Vali Paşa, bak baba demiş, eşraftan bazılarına hakaret etmişsin. İki analı kuzu gibi bir şeyler demişsin. Nedir bu mevzu?

Adam, dili döndüğünce, anlatmış, her şeyi…

Vali Paşa sen demiş insanlara sarf ettiğin bu sözlerle bize da laf çarpmışsın. Fakir fukarayı görmez bilmez, aramaz sormaz eylemişsin. Yaşına, sakalına bakar seni bu defalığına hoş görürüm bilesin.

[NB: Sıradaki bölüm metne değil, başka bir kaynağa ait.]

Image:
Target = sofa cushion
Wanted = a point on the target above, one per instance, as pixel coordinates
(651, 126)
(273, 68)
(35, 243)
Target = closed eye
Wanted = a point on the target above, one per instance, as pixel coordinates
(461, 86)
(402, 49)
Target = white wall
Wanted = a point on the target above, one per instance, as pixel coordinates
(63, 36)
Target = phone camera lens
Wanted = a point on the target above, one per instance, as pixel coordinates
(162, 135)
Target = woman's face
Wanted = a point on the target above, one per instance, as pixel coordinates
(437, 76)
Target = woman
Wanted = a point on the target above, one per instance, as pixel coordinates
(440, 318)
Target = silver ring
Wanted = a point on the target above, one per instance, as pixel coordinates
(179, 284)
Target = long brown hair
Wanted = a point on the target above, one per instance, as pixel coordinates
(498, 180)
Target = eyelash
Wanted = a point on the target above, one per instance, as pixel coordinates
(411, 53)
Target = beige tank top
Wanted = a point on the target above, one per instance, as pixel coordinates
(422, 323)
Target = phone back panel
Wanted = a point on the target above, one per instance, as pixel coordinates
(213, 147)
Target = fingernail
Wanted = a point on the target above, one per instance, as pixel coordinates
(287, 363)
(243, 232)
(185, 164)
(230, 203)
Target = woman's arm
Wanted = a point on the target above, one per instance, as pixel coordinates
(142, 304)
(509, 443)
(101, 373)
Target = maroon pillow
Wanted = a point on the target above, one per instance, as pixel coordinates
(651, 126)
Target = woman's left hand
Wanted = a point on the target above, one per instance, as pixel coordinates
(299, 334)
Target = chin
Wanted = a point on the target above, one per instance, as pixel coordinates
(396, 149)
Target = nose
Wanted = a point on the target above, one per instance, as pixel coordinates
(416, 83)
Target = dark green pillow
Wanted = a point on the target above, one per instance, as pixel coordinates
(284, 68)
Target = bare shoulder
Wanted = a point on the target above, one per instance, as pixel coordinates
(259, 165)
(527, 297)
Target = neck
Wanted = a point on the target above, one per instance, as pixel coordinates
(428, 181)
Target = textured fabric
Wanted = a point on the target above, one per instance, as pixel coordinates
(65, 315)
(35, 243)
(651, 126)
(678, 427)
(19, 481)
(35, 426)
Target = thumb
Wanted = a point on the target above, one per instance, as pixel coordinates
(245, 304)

Yaşlı adam, bu adamların hepsini tanırım Vali Paşa demiş, seni de tanırım, senin babanı da. Baban kul hakkına girmeyen, konuları araştırmadan hüküm vermeyen, Allah’tan korkan adalet sahibi bir Vali Paşaydı. Görürüm ki, sen hiç araştırma yapmadan, dolduruşa gelmiş, edepsizlerin sözüyle beni yargılarsın. Ya bu şehirde böyle adamlar haddini bilecek, yahut bilecek Vali Paşa demiş, değilse kendin bilirsin!

Vali Paşa ayağa kalkmış, benim makamımda bu ne cüret demiş, sana ne yapacağımdan korkmaz mısın ihtiyar? Ben yalnızca Allah’tan korkarım demiş yaşlı adam. Sende Vali Paşa gibi davran o zaman!

Vali Paşa, bir an durmuş ve düşünmüş, bu adamı demiş belki de Sultanımız gönderdi.

Tamam ihtiyar demiş, fazla uzatma da, çık dışarı, ayağımın altında fazla dolaşma!

İhtiyar Vali Paşanın konağından dışarıya çıkmış, Bedestende eski dostlarından birinin yanına uğramış.

Ne görsün, birkaç gün önce ileri geri konuşanlardan biri orada…

Vay ihtiyar demiş adam, Vali Paşamız seni bayağı bir azarladı galiba…Yüzünün rengi falan solmuş. Demek iki analı kuzu ha…Sana ne bizim gelirimizden, giderimizden, sana ne ağlamamızdan!

İhtiyar dostuna dönmüş, bu edepsizlerin bu dükkanda işi ne arkadaş demiş.

Arkadaşı, kendisi Bedesten Ağası olur demiş…İhtiyar, Ağa böyle olursa, var gerisini düşün demiş. Ağa ağalığını bilmez, zengin zenginliğini bilmez, ne olmuş bu şehre böyle?

Bedesten Ağası, beğenmiyorsan başka diyara çeker gidersin, yok öyle hariçten gazel okumak, yok öyle pişmiş aşa su katmak demiş. Sonrada demiş ki, seni geçen akşam babama sordum. Her işe burnunu sokan, münasebetsizin biridir. Lakabına “Doğrucu” derler. Hiçbir yerde dikiş tutturamadı. Her gittiği yerde milletin eksik yanlarını kendince ipliklerini pazara çıkardığı için, aldılar görevden. Çok sürgün yedi.  Bu şehirde anlaşılan belasını arıyor. Belasını senden bulmasın diye de öğütledi demiş. Var git yoluna. Yoluna demişsem, akşama şehirden kalkacak bir kervan var. Ona katıl, bu şehrin huzurunu bozma diyerek, ihtiyara kibarca buradan git demiş.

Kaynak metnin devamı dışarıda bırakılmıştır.